At ACM CCS '01, Catalano et al. proposed a mix of the RSA cryptosystem
with the Paillier cryptosystem from Eurocrypt '99.
The resulting scheme, which we call RSAP, is a probabilistic cryptosystem
which is both semantically secure under an appropriate decisional assumption
and as efficient as RSA, but without the homomorphic property of the Paillier scheme.
Interestingly, Sakurai and Takagi presented at PKC '02 a proof that
the one-wayness of RSAP was equivalent to the RSA assumption.
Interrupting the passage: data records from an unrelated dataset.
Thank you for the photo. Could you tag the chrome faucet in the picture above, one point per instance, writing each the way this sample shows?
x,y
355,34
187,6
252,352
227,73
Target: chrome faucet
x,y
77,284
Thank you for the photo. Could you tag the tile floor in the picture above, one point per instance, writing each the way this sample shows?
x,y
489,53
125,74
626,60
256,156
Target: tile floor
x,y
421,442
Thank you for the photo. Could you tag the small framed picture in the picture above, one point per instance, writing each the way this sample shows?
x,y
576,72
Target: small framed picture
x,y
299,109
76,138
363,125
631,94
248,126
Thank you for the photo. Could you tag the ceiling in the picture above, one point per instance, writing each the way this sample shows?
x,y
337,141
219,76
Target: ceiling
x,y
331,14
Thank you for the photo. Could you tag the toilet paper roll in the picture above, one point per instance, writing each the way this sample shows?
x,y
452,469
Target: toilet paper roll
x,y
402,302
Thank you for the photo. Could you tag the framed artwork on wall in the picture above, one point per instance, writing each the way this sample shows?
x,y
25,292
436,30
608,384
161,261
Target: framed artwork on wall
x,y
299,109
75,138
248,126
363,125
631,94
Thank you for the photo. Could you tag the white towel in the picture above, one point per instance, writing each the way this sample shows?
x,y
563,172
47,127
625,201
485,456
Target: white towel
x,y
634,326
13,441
However, we notice in this paper that the above proof is not completely correct
(it works only in the case when a perfect oracle - i.e. an oracle that always
provides correct answers - is given).
We fix the proof by presenting a new proof based on low-dimensional lattices.
The new proof, inspired by the work of Sakurai and Takagi, is
somewhat related to Hensel lifting and the $N$-adic
decomposition of integer exponentiation.
Roughly speaking, we consider the problem of computing $f(x) \bmod M^\ell$
given $f(x) \bmod M$ and an exponent $\ell>1$.
By studying the case $f(x)=x^e$ and $M$ is an RSA-modulus,
we deduce that the one-wayness of RSAP
is indeed equivalent to the RSA assumption,
and we are led to conjecture that the one-wayness of the original Paillier
may not be equivalent to the RSA assumption with exponent $N$.
By analogy, we also study the discrete logarithm case, namely
when $f(x)=g^x$ and $M$ is a prime,
and we show that the corresponding problem is curiously
equivalent to the discrete logarithm problem in the subgroup spanned by $g$.